Maybe the dark green paint was matte and had a certain chemical setup while the black paint was glossy or less absorbant due to ingredients.

My main question would be where exactly the thermometers were placed. If "under" means inside the box while the painted cardboard was tightly against the wall then, of course, the temperature in the dark green box would have to be higher since the black one absorbs heat better, channeling it to the outside.

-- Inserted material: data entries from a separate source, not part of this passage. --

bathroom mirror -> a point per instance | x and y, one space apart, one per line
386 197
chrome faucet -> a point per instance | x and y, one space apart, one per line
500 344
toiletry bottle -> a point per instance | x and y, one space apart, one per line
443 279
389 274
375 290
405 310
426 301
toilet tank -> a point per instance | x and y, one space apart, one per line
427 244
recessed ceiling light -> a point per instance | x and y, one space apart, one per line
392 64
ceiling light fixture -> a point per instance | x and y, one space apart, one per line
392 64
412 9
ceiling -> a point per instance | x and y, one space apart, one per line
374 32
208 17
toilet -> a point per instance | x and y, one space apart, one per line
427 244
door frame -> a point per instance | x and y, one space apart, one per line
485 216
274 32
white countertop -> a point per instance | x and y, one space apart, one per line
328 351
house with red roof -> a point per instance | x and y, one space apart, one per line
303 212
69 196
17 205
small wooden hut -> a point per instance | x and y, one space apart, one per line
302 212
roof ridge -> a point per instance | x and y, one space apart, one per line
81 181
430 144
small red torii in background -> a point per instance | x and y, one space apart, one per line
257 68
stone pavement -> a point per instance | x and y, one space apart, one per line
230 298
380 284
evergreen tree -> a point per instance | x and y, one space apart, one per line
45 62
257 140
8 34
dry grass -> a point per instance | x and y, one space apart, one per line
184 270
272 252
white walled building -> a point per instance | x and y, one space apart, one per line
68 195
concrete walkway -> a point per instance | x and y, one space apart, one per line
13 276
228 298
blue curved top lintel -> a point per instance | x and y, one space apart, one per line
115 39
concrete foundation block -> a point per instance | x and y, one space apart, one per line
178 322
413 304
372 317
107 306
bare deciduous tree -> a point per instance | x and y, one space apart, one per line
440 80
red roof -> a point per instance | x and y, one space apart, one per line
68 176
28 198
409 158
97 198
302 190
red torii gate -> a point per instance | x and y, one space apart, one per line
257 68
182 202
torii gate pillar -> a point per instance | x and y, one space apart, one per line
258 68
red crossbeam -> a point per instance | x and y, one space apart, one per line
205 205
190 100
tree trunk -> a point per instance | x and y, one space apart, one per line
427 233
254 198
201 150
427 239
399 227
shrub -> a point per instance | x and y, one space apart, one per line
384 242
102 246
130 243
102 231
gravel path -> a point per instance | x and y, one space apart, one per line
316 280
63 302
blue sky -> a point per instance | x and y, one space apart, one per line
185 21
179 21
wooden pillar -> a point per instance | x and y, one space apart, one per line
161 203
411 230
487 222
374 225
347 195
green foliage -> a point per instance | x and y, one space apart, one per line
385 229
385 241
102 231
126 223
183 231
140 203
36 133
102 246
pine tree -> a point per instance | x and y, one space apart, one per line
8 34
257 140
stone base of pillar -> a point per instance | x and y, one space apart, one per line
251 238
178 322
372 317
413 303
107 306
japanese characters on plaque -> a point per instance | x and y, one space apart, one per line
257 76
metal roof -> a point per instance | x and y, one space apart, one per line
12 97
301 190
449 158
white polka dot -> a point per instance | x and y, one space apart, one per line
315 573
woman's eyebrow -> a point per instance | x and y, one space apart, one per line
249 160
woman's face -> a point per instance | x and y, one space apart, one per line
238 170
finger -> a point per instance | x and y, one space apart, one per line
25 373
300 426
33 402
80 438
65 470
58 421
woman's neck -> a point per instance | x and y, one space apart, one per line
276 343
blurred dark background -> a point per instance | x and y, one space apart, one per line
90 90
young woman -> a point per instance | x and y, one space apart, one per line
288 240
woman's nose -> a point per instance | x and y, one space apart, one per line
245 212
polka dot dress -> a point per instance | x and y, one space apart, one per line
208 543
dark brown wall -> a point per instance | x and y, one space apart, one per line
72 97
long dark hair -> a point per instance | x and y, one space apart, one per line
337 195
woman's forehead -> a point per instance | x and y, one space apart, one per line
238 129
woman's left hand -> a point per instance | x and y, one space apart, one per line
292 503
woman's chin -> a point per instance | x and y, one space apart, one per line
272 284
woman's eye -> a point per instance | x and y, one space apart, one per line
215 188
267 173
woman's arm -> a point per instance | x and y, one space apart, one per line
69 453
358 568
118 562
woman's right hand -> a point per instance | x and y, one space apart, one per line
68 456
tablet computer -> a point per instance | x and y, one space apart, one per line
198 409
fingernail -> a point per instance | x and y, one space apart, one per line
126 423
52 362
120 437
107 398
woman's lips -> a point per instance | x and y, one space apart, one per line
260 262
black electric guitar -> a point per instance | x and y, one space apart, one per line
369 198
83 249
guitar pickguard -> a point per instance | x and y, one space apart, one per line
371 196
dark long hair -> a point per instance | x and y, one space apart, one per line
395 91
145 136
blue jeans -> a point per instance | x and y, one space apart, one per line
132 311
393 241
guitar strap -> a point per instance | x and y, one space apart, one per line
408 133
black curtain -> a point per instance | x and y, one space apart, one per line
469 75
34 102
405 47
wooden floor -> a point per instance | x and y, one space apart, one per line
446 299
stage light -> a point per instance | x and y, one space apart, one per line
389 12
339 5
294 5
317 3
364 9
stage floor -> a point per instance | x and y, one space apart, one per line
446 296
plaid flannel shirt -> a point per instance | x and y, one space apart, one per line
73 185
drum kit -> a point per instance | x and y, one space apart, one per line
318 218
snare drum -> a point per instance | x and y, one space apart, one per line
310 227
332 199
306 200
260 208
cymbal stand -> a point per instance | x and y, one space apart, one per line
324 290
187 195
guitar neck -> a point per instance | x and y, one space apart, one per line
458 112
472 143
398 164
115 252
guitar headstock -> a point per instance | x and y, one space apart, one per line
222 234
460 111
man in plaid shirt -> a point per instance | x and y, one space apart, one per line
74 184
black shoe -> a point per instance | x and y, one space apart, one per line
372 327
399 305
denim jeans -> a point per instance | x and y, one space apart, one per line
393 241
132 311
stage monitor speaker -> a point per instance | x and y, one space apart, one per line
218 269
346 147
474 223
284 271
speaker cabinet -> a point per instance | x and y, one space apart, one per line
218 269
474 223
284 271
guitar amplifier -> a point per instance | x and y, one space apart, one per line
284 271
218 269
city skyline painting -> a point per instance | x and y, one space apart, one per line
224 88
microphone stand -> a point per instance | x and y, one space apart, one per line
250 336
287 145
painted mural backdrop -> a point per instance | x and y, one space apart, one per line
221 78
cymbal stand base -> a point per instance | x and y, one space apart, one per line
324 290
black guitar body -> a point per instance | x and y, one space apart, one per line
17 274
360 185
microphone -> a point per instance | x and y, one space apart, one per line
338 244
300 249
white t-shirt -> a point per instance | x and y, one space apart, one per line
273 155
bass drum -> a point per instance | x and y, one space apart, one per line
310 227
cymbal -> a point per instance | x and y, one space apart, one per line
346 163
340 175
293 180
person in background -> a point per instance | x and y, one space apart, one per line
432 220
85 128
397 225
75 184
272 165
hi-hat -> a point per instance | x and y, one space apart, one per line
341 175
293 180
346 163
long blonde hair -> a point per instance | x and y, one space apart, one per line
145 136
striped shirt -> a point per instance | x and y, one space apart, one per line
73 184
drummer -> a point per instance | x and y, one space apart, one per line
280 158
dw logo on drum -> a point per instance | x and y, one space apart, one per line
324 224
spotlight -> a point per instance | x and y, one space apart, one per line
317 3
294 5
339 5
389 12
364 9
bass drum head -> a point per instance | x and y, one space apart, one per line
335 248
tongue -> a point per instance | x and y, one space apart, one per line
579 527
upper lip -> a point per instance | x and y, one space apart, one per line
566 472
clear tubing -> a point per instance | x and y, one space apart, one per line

7 years ago on Introduction

@ (author) ganeshruskin, Your right, I wasn't as clear as I could have been,sorry. My idea was, if you could heat up a used water heater by putting it into a trough and heating it with the sun, what if you used a radiator from a used air cond or car or truck or? place it in such a way in a trough type design using Mylar to reflect the sun onto the radiator and heating the water. Radiators are used to get rid of heat, could we just reverse the idea and collect heat the same way? One other "idea," when heating a pipe becomes possibly dangerous, how about a one way valve? water expands when heated, therefore "pushes" the water through the pipe from hot to cooler "collector" where the water would be used or not. if not than circulated back to the "heater." Again, use a one way valve, the type used on lawn sprinkler systems to avoid reverse osmosis from lawn chemicals etc polluting your water supply . I've never done this, but the idea seems doable...

1 reply

Reply 7 years ago on Introduction

Yes, there is no reason you couldn't use an old radiator, but the point of this design is to store the water as it is heated, you know, 40 gal of it, and a radiator only holds maybe a gallon, so you need a separate storage tank, which changes the design. If you build one, please let me know how it works.
And valves are only needed if you have a situation where the water in the pipes could freeze while the water in the tank is brought to boiling, pretty unlikely ;-)
The tanks also come with a built in safety pressure and temperature valve.


7 years ago on Introduction

Has anyone else actually built one of these and installed it?
I am about to try manufacturing these again down in Flagstaff and just curious if anyone has developed any improvements on this?